Risulta pienamente condivisibile quanto contenuto nella memoria dell’Agenzia delle entrate e conseguentemente non fondate le eccezioni relative all’accesso domiciliare, agli accertamenti bancari, alla asserita mancanza di attestazione di conformità poiché l’Ufficio ha rispettato la procedura prevista tra copia analogica e copia digitale dell’atto di diniego anche l’attestazione di conformità è corretta; la sottoscrizione dell’atto non riporta alcun difetto tanto meno di legittimazione attiva, non vi è stata violazione dell’artt. 25 D.Lgs. n. 82 del 2005 e 42 D.P.R. n. 600 del 1973 anche il difetto di notifica non risulta fondato poiché il messo notificatore speciale ha proceduto alla consegna a mani proprie dell’atto al ricorrente più articolata risulta la posizione dell’Agenzia in merito al difetto di contraddittorio poiché come è noto e come statuito ripetutamente dalla Corte di cassazione ed in particolare con la sentenza n. 24823 del 9/12/2015 infatti questa Commissione ritiene pacificamente applicabile quanto disposto dalia stessa Suprema Corte al caso concreto in particolare vertendosi anche in materia di tributi armonizzati nella fattispecie necessitava un contraddittorio preventivo che non può essere assorbito dalla fase precedente e cioè dalla fase conclusiva del processo verbale di constatazione e soprattutto nei successivi 60 giorni per presentare osservazioni allo stesso, né tanto meno può essere confuso, come peraltro è noto a tutti, con la facoltà di inoltrare istanza di accertamento con adesione, fase comunque successiva all’avviso di accertamento tuttavia secondo la Suprema Corte oltre alla fase di contraddittorio necessita la prova di resistenza dell’atto contestato cioè anche la prova che nella fase del contraddittorio il contribuente avrebbe potuto presentare documenti atti a dimostrare l’infondatezza della pretesa erariale; nel caso concreto mentre non è stato rispettato l’obbligo del contraddittorio preventivo tuttavia il contribuente pur presentando una mole cospicua di documenti non ha provato con gli stessi il superamento della prova di resistenza degli accertamenti bancari e cioè ha tentato, vanamente, di ricostruire per masse i singoli movimenti bancari asserendo la sostanziale regolarità delle movimentazioni senza attribuire ai singoli movimenti bancari la corrispondente prova e conseguente motivazione della non appartenenza a ricavo della movimentazione stessa.

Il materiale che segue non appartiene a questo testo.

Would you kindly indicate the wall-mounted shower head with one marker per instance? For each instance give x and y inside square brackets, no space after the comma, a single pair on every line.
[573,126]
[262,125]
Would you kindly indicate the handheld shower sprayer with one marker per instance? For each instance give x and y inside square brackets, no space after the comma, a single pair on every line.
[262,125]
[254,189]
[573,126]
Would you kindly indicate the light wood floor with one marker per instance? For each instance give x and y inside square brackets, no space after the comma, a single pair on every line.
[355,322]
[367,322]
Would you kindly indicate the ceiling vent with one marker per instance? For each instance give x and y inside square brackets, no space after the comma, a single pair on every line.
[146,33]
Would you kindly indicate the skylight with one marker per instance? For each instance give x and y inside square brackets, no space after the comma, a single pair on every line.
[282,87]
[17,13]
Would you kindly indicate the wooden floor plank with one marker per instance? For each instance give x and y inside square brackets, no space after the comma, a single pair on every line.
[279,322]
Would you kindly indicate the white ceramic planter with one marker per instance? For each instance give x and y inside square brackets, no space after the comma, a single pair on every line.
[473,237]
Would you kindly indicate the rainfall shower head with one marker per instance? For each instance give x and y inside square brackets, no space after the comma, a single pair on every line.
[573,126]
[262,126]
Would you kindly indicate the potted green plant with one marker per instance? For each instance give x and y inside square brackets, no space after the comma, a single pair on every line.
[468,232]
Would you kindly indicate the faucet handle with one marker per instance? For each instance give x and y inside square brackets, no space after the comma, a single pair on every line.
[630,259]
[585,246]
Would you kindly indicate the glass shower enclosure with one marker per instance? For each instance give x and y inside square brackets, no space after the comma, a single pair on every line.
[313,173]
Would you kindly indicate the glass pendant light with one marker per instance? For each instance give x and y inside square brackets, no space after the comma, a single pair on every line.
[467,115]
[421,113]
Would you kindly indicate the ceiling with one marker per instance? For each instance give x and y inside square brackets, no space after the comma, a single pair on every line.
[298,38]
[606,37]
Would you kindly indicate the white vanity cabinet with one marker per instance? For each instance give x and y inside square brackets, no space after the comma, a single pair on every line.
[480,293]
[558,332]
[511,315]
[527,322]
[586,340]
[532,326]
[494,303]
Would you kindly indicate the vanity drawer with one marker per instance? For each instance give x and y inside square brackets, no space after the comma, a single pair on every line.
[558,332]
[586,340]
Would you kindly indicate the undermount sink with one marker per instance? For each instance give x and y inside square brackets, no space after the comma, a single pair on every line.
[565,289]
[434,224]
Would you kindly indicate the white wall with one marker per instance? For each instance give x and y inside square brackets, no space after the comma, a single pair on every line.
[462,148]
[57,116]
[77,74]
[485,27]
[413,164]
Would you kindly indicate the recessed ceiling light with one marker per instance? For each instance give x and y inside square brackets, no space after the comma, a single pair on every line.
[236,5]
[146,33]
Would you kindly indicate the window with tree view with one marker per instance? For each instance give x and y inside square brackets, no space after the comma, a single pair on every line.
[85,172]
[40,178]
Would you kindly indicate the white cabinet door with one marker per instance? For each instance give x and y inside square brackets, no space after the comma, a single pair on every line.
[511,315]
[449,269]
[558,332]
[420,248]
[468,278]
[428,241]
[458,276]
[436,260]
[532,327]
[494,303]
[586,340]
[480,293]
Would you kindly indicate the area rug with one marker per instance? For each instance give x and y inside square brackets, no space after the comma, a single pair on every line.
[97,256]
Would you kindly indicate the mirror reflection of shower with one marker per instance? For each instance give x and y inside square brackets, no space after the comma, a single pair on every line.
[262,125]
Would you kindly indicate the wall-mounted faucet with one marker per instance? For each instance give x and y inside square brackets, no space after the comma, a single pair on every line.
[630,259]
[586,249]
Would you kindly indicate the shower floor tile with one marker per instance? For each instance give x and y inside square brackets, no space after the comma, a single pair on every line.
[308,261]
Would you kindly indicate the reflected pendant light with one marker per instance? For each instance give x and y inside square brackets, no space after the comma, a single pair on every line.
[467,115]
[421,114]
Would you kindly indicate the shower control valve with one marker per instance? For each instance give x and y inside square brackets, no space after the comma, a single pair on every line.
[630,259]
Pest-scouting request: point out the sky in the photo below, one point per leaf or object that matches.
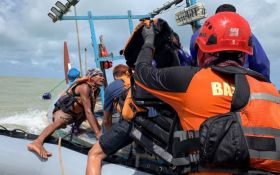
(32, 45)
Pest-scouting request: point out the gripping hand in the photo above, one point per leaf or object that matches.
(148, 34)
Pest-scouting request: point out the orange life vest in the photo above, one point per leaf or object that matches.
(210, 96)
(261, 118)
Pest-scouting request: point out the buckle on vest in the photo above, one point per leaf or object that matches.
(194, 161)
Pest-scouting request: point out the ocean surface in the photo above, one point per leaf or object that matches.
(21, 103)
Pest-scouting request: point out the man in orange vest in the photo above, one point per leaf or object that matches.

Conclusivamente non avendo provato analiticamente i singoli movimenti non è stata superata la presunzione di ricavi attribuita per legge alle movimentazioni bancarie contestate.
Pertanto il ricorso deve essere respinto e conseguentemente il contribuente deve essere condannato al pagamento delle spese di giudizio liquidate come in dispositivo.

P.Q.M.

Respinge il ricorso. Condanna la parte soccombente al pagamento delle spese di lite che si liquidano in euro 5.000,00.